Betreuungsrecht Lesezeit: ca. 1 Minute

Nach der Reform des Vormundschafts- und Betreuungsrechts kann der berufsmäßig bestellte Verfahrenspfleger gemäß § 277 Abs. 2 Satz 2 FamFG, §§ 3 bis 5 VBVG unter den Voraussetzungen von § 3 Abs. 3 VBVG einen 39 € übersteigenden Stundensatz verlangen.

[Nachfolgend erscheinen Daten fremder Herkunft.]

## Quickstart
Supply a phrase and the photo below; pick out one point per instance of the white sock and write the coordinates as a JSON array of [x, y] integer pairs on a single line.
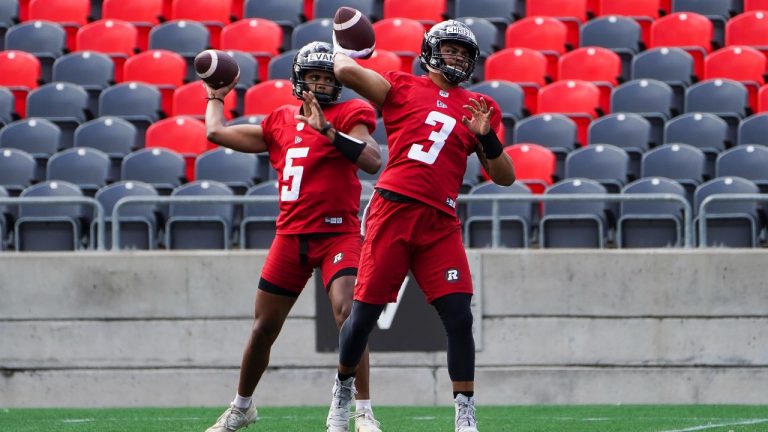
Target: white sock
[[361, 405], [242, 402]]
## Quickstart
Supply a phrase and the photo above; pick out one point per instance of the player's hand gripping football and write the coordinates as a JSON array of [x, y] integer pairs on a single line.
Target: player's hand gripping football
[[313, 114], [480, 122], [220, 92]]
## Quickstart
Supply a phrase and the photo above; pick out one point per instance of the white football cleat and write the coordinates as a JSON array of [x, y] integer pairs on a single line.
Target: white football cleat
[[365, 422], [338, 414], [234, 419], [465, 414]]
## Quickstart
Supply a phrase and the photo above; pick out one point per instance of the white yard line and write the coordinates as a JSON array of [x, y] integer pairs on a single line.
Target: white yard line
[[716, 425]]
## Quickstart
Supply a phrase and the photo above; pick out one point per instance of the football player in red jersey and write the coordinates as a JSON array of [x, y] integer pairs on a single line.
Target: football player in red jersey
[[316, 150], [433, 125]]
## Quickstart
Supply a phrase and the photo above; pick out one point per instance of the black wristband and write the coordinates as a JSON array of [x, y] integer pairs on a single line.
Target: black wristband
[[350, 147], [492, 147]]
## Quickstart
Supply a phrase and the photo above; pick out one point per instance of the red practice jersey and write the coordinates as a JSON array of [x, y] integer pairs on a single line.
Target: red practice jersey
[[428, 143], [318, 186]]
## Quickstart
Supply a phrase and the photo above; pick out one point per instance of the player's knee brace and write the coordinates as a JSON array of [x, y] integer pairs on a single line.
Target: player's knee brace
[[353, 336]]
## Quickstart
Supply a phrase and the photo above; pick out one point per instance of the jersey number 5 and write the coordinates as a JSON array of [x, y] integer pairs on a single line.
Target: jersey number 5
[[293, 173], [437, 137]]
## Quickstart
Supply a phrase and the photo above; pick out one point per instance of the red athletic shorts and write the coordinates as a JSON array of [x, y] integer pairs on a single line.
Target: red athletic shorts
[[287, 269], [402, 236]]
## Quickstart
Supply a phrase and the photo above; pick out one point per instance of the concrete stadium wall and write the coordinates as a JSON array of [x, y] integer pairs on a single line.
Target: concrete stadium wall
[[558, 326]]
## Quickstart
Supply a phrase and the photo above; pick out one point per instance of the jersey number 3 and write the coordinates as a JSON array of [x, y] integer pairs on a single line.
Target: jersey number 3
[[293, 173], [437, 137]]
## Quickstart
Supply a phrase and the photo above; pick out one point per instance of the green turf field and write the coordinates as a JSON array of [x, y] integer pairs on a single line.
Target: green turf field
[[410, 419]]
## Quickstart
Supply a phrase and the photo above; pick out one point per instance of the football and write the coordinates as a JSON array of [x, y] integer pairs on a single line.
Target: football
[[353, 31], [217, 68]]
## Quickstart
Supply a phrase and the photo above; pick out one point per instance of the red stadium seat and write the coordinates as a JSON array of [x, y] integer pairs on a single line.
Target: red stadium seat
[[260, 37], [579, 100], [21, 72], [141, 13], [687, 30], [184, 135], [642, 11], [165, 69], [524, 66], [601, 66], [70, 14], [740, 63], [190, 100], [381, 61], [749, 28], [571, 12], [264, 97], [428, 12], [115, 38], [544, 34], [215, 14], [403, 36]]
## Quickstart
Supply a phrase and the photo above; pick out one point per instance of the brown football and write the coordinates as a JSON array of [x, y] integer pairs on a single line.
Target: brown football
[[353, 30], [217, 68]]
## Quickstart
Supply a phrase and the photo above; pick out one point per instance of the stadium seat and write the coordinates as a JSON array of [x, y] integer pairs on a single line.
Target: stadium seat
[[534, 165], [621, 35], [672, 66], [190, 100], [320, 29], [544, 34], [236, 170], [726, 98], [115, 38], [21, 74], [142, 14], [17, 170], [403, 36], [553, 131], [729, 223], [164, 169], [651, 224], [747, 161], [514, 218], [579, 100], [85, 167], [49, 227], [70, 14], [214, 14], [687, 30], [43, 39], [683, 163], [166, 70], [259, 37], [754, 130], [744, 64], [200, 225], [571, 12], [138, 222], [184, 135], [112, 135], [573, 224], [257, 229], [650, 98], [264, 97], [629, 131], [428, 12], [524, 66], [90, 70], [749, 28]]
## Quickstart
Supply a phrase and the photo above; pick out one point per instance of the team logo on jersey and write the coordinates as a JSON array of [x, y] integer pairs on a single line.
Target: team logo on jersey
[[452, 275]]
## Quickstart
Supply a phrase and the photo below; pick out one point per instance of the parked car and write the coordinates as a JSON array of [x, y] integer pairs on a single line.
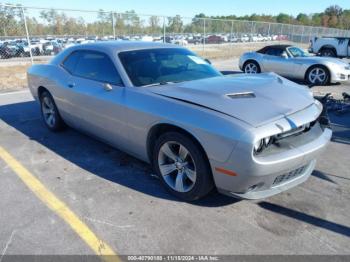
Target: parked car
[[330, 46], [293, 62], [7, 51], [249, 136], [214, 39], [51, 48]]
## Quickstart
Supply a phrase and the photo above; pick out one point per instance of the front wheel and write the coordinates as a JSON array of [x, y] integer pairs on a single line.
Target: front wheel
[[318, 75], [50, 114], [251, 67], [182, 166]]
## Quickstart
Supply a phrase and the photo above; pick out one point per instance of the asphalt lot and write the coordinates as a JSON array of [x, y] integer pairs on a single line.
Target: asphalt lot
[[124, 204]]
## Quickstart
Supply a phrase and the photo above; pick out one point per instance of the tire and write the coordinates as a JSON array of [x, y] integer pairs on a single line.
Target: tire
[[192, 171], [251, 67], [49, 112], [317, 70], [328, 52]]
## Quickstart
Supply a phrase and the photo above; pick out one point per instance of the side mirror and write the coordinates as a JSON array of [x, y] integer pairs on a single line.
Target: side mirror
[[107, 87]]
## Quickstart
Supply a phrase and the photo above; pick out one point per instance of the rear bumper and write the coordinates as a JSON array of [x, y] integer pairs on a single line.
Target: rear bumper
[[263, 177]]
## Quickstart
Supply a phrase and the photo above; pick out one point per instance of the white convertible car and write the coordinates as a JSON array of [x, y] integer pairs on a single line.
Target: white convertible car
[[293, 62]]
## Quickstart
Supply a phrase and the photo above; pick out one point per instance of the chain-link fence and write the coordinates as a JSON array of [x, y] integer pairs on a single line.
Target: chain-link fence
[[33, 33]]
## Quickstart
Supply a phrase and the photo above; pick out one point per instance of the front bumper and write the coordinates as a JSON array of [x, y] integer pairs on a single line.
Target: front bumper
[[264, 176]]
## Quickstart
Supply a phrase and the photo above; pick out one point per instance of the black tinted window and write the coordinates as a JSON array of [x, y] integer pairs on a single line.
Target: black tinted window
[[156, 66], [71, 61], [97, 66], [274, 51]]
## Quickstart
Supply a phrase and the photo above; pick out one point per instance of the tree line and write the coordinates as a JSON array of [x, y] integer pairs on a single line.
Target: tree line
[[54, 22]]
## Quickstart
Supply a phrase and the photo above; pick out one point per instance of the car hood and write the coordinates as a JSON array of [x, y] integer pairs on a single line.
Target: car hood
[[254, 99]]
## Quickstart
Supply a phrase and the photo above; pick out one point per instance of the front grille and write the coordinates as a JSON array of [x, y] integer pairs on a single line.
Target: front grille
[[288, 176]]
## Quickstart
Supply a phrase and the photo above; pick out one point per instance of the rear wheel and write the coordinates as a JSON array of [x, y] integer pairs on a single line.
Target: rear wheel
[[328, 52], [318, 75], [251, 67], [182, 166], [50, 114]]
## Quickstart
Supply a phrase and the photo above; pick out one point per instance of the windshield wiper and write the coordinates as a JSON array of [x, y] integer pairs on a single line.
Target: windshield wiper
[[162, 83]]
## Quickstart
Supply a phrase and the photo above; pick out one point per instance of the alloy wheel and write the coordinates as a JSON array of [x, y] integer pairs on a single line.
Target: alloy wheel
[[177, 166], [49, 111], [317, 76]]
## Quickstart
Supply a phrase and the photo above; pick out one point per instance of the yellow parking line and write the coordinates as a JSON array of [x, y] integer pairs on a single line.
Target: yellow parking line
[[60, 208]]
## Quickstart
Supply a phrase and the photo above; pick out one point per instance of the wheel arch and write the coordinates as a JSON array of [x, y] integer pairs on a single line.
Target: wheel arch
[[251, 60], [161, 128], [318, 65], [40, 90]]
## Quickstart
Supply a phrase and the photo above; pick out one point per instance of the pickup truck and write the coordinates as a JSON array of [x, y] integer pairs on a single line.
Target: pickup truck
[[330, 46]]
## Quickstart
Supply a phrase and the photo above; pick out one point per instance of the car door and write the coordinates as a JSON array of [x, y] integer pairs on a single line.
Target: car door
[[274, 62], [99, 97]]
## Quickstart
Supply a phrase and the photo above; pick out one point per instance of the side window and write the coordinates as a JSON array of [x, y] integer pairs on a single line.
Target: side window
[[274, 52], [97, 66], [71, 61]]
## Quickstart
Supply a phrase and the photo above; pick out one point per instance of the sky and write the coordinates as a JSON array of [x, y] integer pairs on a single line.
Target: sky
[[189, 8]]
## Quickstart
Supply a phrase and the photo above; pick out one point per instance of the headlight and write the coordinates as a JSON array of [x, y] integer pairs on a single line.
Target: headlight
[[258, 146], [261, 144]]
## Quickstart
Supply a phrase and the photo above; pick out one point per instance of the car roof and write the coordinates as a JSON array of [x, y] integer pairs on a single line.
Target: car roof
[[111, 48], [281, 47], [124, 45]]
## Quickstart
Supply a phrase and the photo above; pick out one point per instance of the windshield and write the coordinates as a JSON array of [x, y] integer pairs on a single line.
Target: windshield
[[297, 52], [165, 65]]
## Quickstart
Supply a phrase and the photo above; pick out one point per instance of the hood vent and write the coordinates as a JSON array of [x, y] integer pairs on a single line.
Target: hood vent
[[241, 95]]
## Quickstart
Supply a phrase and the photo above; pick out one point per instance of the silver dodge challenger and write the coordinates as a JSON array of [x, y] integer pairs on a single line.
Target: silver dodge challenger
[[293, 62], [248, 136]]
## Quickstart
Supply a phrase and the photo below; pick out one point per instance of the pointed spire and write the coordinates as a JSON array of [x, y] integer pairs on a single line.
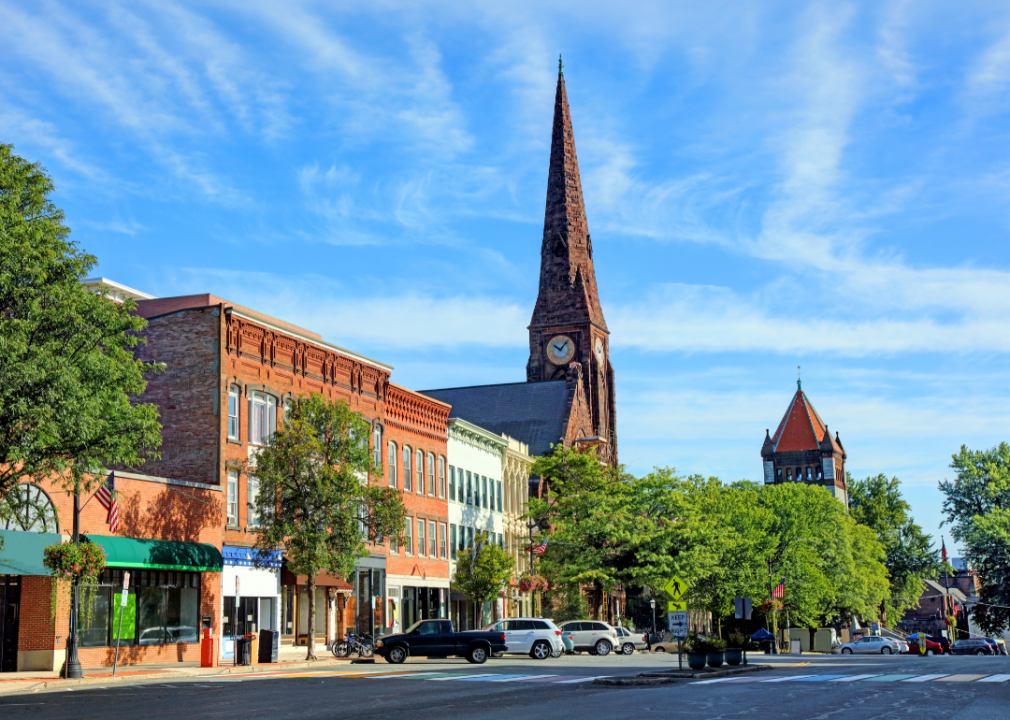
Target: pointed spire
[[566, 250]]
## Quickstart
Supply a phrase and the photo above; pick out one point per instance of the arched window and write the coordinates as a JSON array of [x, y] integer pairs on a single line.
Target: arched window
[[441, 477], [419, 469], [28, 509], [392, 465]]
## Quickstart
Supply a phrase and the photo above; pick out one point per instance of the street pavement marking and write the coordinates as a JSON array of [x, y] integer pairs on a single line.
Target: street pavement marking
[[455, 677], [518, 678], [960, 678], [996, 679]]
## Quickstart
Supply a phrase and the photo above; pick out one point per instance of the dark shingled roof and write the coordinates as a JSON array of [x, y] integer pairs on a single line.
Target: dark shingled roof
[[531, 412]]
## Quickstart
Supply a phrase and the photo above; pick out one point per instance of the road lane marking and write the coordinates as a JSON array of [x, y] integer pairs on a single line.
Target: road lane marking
[[995, 679]]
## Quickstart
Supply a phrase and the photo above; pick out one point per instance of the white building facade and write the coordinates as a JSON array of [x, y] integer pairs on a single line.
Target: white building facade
[[476, 504]]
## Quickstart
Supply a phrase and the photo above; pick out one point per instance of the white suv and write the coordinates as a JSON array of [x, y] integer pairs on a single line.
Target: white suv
[[537, 637], [592, 635]]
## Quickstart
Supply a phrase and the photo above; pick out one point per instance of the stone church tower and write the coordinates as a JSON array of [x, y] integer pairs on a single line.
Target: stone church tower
[[568, 335], [802, 449]]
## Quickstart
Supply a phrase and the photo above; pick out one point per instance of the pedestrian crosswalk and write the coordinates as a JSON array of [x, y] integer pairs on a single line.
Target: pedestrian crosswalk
[[878, 678]]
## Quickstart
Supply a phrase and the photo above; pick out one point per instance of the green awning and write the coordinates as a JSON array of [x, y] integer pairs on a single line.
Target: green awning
[[159, 554], [22, 551]]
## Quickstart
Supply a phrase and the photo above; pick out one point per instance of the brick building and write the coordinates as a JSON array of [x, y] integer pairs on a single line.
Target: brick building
[[802, 449], [229, 373], [569, 395]]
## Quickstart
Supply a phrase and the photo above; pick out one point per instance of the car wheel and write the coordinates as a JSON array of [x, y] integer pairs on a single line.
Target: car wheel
[[540, 650]]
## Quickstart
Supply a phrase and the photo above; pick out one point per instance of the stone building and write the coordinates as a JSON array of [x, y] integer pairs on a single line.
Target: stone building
[[568, 398], [802, 449]]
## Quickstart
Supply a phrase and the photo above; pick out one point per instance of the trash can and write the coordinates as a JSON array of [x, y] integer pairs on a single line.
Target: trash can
[[270, 645], [243, 650]]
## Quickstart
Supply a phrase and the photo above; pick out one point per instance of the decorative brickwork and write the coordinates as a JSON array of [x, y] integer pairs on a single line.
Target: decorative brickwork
[[568, 311]]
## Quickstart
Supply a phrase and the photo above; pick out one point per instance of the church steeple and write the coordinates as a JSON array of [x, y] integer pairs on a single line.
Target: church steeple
[[568, 291]]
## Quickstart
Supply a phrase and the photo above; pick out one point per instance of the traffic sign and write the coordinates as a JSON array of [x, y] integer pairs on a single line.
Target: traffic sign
[[676, 588], [678, 623]]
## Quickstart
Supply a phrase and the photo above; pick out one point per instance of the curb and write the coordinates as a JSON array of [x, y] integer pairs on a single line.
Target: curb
[[702, 675], [632, 681]]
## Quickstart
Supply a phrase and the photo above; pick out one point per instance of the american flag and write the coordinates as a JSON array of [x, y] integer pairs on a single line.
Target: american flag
[[107, 497]]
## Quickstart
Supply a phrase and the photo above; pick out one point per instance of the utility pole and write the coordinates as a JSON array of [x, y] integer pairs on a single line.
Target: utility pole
[[72, 666]]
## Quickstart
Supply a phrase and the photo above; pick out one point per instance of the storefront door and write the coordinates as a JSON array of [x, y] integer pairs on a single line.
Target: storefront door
[[10, 611]]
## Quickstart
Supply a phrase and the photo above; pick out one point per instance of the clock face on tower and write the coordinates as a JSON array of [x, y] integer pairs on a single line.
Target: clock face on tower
[[561, 349]]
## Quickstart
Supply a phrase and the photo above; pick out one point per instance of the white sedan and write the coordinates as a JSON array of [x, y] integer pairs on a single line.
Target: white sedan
[[871, 643]]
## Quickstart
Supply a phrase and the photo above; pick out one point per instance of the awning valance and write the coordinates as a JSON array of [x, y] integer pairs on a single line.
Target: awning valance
[[22, 551], [159, 554]]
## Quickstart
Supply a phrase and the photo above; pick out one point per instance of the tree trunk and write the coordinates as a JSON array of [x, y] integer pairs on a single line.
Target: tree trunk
[[310, 584]]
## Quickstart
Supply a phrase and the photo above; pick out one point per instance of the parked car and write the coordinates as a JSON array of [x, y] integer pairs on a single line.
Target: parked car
[[535, 637], [592, 635], [973, 646], [628, 642], [569, 643], [435, 638], [932, 647], [870, 643]]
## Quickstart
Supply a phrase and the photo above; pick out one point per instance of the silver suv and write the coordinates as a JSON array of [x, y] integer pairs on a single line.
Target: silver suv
[[592, 635]]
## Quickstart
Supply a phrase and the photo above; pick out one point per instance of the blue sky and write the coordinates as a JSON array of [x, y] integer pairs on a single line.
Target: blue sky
[[768, 185]]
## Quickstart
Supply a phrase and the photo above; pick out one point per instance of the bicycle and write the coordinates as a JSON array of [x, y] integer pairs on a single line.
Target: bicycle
[[361, 644]]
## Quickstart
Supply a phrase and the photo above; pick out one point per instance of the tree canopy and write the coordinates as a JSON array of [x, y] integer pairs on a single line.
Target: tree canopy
[[69, 378], [977, 505], [877, 503], [315, 498]]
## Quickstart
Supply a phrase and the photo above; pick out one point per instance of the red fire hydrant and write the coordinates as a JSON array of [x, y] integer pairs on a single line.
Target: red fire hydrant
[[208, 649]]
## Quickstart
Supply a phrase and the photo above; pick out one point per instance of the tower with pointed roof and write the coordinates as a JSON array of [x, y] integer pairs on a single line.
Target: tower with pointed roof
[[568, 334], [802, 449]]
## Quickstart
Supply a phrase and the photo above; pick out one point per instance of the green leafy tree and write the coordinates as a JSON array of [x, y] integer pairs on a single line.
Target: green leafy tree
[[69, 378], [482, 572], [315, 498], [877, 503], [977, 505]]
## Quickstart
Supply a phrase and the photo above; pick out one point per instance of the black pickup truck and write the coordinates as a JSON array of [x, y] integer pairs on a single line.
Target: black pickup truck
[[435, 638]]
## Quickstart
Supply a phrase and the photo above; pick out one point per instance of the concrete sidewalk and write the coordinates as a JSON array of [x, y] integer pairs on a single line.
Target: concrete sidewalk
[[29, 682]]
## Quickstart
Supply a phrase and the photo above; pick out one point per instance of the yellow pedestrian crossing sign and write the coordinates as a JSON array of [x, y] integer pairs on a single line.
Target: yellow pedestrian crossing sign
[[676, 588]]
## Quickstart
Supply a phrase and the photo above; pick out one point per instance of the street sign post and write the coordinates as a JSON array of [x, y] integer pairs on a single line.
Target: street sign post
[[122, 604]]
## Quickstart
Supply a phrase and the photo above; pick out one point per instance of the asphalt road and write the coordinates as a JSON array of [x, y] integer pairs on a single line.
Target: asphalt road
[[808, 687]]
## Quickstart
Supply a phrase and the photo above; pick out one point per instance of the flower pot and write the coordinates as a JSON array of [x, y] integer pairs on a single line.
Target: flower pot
[[696, 660]]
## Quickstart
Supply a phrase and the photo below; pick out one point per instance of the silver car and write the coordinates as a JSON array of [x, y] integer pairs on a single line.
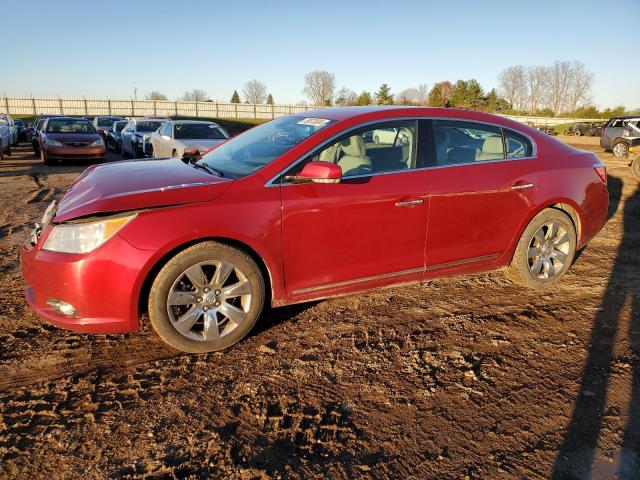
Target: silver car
[[135, 134], [176, 136], [618, 132]]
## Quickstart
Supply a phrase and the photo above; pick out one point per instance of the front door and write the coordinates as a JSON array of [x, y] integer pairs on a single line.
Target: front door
[[365, 231]]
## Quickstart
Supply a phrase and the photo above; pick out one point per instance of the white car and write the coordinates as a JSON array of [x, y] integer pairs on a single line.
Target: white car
[[13, 128], [176, 136], [389, 136]]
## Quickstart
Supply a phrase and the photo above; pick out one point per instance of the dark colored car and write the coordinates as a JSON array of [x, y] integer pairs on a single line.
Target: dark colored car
[[22, 129], [38, 124], [112, 136], [265, 219], [104, 123], [68, 138]]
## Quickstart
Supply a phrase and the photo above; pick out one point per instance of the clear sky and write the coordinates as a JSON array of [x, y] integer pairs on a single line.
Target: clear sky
[[106, 48]]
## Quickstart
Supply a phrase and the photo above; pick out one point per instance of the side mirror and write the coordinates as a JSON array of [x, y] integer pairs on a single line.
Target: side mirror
[[317, 172]]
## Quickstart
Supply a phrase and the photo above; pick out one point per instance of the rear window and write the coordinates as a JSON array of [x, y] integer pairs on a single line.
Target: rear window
[[148, 126], [69, 125], [106, 121], [198, 131]]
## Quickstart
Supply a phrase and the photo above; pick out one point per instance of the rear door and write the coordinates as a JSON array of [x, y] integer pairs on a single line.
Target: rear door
[[481, 192], [366, 231]]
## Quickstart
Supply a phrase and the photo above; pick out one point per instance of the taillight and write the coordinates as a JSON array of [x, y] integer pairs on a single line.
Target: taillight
[[601, 170]]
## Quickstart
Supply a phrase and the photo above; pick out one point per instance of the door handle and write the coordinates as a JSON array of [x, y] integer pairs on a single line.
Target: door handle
[[522, 186], [409, 203]]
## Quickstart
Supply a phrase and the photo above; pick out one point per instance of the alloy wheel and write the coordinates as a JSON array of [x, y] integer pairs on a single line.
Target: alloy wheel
[[549, 250], [209, 300], [620, 149]]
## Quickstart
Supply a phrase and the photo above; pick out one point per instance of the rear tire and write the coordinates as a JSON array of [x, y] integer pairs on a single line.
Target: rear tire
[[545, 250], [216, 309], [635, 168], [620, 149]]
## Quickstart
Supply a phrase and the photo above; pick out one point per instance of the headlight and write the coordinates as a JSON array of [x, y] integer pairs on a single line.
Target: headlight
[[83, 237]]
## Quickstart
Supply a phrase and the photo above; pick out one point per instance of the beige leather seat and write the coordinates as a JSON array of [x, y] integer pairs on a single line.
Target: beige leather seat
[[492, 149], [354, 160]]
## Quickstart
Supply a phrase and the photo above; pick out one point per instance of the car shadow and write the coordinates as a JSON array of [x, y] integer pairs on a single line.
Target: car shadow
[[575, 459]]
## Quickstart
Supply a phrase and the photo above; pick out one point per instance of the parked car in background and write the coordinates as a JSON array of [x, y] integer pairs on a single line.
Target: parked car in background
[[174, 136], [22, 129], [135, 134], [5, 139], [68, 138], [634, 157], [590, 129], [112, 136], [13, 129], [618, 132], [38, 124], [104, 123], [265, 219]]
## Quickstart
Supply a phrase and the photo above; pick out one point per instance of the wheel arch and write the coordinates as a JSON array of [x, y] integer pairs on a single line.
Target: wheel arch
[[152, 272], [564, 205]]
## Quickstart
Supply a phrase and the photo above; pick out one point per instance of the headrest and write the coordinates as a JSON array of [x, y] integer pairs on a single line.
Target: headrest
[[493, 145], [353, 146]]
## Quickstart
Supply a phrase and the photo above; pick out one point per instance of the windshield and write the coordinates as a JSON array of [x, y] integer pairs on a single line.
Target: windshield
[[69, 125], [200, 131], [107, 121], [259, 146], [148, 126]]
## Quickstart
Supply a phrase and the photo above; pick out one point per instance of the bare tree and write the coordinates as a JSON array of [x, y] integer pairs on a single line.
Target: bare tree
[[512, 85], [536, 80], [155, 95], [423, 94], [559, 83], [319, 86], [195, 95], [346, 97], [408, 96], [579, 90], [255, 91]]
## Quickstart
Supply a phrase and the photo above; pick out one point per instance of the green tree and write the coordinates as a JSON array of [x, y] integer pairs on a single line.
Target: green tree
[[364, 99], [440, 94], [383, 95], [467, 94]]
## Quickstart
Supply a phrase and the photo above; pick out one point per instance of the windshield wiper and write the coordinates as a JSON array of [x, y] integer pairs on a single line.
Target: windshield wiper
[[207, 168]]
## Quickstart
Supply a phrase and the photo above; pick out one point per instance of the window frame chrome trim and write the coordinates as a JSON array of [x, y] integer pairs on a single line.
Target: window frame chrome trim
[[534, 149]]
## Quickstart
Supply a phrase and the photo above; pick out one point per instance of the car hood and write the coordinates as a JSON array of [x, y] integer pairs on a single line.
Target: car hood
[[132, 185], [73, 137], [202, 145]]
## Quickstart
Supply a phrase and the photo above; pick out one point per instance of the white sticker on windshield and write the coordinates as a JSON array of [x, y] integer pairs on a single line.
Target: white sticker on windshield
[[316, 122]]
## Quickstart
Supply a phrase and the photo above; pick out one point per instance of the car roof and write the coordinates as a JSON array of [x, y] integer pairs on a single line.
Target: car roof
[[345, 113]]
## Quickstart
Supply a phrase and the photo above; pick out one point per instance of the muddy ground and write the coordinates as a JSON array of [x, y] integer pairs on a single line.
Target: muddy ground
[[470, 377]]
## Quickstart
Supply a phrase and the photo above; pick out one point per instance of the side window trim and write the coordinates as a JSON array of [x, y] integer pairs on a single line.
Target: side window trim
[[380, 124]]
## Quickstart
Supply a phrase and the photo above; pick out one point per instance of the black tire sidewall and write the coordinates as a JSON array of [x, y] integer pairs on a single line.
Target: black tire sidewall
[[521, 259], [206, 251]]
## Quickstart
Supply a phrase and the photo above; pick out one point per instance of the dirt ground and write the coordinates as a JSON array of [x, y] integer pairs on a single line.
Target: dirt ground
[[470, 377]]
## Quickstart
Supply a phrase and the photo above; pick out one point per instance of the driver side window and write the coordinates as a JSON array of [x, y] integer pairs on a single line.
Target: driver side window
[[385, 147]]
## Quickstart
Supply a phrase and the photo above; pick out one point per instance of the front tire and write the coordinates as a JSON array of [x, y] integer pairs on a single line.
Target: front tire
[[545, 250], [206, 298], [620, 149], [635, 168]]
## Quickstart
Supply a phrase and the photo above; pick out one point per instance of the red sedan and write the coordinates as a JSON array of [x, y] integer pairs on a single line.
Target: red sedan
[[305, 207]]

Der Verweis in § 277 Abs. 2 Satz 2 FamFG nimmt nicht länger nur § 3 Abs. 1 VBVG in Bezug. Ein anderer Wille des Gesetzgebers lässt sich dem eindeutigen Wortlaut von § 277 Abs. 2 Satz 2 FamFG nicht entnehmen. Mit Art. 2 des Kosten- und Betreuervergütungsrechtsänderungsgesetzes 2025 hat der Gesetzgeber den Wortlaut von § 277 Abs. 2 Satz 2 FamFG unverändert gelassen.

Eine teleologische Reduktion von § 277 Abs. 2 Satz 2 FamFG kommt nicht in Betracht.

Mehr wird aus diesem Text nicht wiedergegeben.